Finding unused indexes in MongoDB

Antonios Giannopoulos

8 years ago

Beginning in version 3.2, MongoDB tracks usage statistics for every index. To access these statistics, MongoDB offers the $indexStats aggregation pipeline stage. Here are six considerations when finding unused indexes in MongoDB.

For example, the following command will provide the index statistics for the collection “test.foo”:

db.foo.aggregate( [ { $indexStats: { } } ] )

https://bit.ly/2seXnzo

We won’t describe the $indexStats output as there is plenty of documentation and many good articles out there that cover this topic. Instead, we will supply six considerations on different areas when using the $indexStats operator.

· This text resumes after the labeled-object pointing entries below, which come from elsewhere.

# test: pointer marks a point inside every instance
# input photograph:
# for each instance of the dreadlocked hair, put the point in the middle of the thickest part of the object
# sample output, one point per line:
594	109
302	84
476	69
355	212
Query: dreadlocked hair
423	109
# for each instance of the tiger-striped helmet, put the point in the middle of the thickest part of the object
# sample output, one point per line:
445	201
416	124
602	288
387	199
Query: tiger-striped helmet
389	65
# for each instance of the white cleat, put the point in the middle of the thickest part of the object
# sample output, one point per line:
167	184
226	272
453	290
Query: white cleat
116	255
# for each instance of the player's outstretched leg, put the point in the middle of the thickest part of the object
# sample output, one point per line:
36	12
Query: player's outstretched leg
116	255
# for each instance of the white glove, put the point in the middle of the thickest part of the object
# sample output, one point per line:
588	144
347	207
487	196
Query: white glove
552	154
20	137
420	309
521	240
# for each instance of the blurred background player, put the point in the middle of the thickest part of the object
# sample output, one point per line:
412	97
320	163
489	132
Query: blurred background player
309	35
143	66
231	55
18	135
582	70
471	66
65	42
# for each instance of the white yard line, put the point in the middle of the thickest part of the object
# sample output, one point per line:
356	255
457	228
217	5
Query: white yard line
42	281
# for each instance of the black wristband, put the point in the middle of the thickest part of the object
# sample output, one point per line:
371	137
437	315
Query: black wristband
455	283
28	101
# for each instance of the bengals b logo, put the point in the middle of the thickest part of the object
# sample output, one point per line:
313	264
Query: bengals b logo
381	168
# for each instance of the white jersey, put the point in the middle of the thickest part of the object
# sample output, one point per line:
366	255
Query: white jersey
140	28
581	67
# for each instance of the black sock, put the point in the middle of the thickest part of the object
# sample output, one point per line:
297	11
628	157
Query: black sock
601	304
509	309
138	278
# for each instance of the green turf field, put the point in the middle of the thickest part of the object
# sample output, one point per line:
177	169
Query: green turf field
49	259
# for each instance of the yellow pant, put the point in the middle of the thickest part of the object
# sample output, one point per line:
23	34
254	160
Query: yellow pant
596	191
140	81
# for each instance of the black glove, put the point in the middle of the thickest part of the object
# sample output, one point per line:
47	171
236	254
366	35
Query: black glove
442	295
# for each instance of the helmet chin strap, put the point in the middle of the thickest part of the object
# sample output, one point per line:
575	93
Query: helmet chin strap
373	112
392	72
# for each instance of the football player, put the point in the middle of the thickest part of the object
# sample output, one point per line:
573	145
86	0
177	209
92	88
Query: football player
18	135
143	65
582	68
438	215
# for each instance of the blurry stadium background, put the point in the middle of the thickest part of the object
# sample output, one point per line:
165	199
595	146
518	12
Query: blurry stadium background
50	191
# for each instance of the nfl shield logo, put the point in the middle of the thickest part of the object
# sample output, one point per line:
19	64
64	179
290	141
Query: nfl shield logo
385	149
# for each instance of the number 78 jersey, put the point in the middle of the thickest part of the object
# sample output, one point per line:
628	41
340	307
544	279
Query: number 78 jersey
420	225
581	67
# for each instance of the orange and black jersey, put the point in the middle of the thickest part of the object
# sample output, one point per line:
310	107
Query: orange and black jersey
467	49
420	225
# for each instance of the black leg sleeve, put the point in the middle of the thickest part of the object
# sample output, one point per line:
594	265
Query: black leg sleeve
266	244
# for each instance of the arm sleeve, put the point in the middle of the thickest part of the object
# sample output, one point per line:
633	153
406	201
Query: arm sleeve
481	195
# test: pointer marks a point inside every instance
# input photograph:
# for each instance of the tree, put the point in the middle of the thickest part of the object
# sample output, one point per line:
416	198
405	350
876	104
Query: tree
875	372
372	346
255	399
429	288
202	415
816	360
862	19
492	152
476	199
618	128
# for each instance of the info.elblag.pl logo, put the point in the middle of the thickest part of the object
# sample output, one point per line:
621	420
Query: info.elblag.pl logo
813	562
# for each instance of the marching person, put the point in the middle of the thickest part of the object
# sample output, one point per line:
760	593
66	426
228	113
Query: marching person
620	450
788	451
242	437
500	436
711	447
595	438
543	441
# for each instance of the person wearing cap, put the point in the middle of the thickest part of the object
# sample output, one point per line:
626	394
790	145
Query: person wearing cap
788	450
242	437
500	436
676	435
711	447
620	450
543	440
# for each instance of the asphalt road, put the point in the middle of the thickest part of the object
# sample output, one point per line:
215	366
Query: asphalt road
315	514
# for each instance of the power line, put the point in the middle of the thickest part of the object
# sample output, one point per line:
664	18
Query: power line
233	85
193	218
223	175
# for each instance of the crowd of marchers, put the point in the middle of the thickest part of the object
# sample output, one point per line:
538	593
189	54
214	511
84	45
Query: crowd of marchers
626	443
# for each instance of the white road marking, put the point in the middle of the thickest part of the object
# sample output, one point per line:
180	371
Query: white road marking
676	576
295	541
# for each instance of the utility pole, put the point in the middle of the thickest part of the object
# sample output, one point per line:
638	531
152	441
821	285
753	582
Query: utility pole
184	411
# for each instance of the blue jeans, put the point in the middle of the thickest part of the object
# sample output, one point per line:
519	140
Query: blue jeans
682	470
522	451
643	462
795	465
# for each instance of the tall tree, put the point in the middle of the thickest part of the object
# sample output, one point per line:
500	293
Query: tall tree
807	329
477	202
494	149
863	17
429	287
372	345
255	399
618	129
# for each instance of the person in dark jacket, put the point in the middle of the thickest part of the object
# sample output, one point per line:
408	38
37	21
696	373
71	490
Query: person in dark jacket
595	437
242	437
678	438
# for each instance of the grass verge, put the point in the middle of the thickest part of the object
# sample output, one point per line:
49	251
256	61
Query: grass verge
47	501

Consideration 1: Statistics are reset on every service restart

Always pay extra attention to the “accesses.since” field when using the $indexStats operator. Some query patterns might be infrequent, such as an end of day batch process or a weekly report, so make sure the duration of the statistics you are going to evaluate covers your needs. The following script allows you to set a threshold (in hours) and will print a warning if an unused index doesn’t comply.

threshold_hours=24; 

db.foo.aggregate( [ { $indexStats: { } } ] ).forEach(function(f){if (f.accesses.ops==0) 
{if (ISODate()-f.accesses.since < threshold_hours*3600*1000) {print('Index: ' +f.name+ ' accessed: 
' +f.accesses.ops+ ' times, Status:WARNING, The duration of statistics DOES NOT meet your compliance')} 
else {print('Index: ' +f.name+ ' accessed: ' +f.accesses.ops+ ' times,  Status:OK The duration of 
statistics meet your compliance');};}})

What is the right threshold for you? There’s no simple answer. Not all statement patterns are executed with the same frequency, so the right threshold varies from application to application and may also be different per collection within the same database.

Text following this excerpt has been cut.